Methods: Standard echocardiograms with tissue Doppler imaging were performed before and after chronic CRT in RVp (n = 21, 16 male) and nRVp (n = 70, 54 male) heart failure patients. Ejection fraction (EF), left ventricular end diastolic (LVEDV) and systolic (LVESV) volumes were calculated using the biplane Simpson’s method. Longitudinal dyssynchrony was calculated as the standard deviation of time to peak displacement (TT-12) of 12 segments in the apical views. Using mid-ventricular short axis views and speckle-tracking methods, radial dyssynchrony (Raddys) was calculated as the maximal time difference between six myocardial segments for peak radial strain. Echo response was defined as ≥ 15% reduction in LVESV. Results are reported as mean ± SD.

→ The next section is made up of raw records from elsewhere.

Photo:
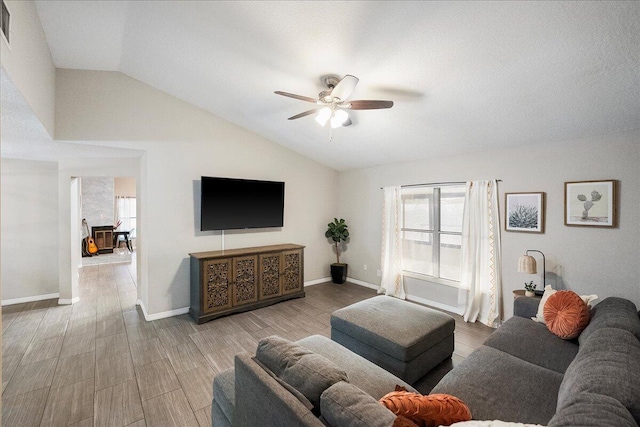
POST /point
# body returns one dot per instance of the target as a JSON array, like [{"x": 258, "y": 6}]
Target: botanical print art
[
  {"x": 525, "y": 212},
  {"x": 590, "y": 203}
]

Results: Significant baseline differences (p < 0.05) were observed between groups (RVp vs. nRVp) for age (74 ± 13 vs. 67 ± 13 year), follow-up time (6.1 ± 1.8 vs. 4.6 ± 2.1 months), LVEDV (154.3±50.8 vs.185.3±56.9 mL), and a trend for LVESV (112.4 ± 40.6 vs. 134.9 ± 47 mL, p = 0 .05). No differences were observed for EF, etiology of heart failure, and dyssynchrony measures between groups at baseline. Echo response rate was significantly (p < 0.05) greater in RVp (76%) than nRVp (57%). After adjusting for baseline differences, RVp had greater improvement in EF (14 ± 9 vs. 8 ± 7%, p < 0.05) and LVESV (−33 ± 18 vs. −20 ± 21%, p < 0.05). After adjustment for follow-up time, no difference was observed for change in dyssynchrony between groups.
Conclusion: RVp patients upgraded to CRT exhibit greater improvements in systolic function and ventricular remodeling as compared to nRVp patients.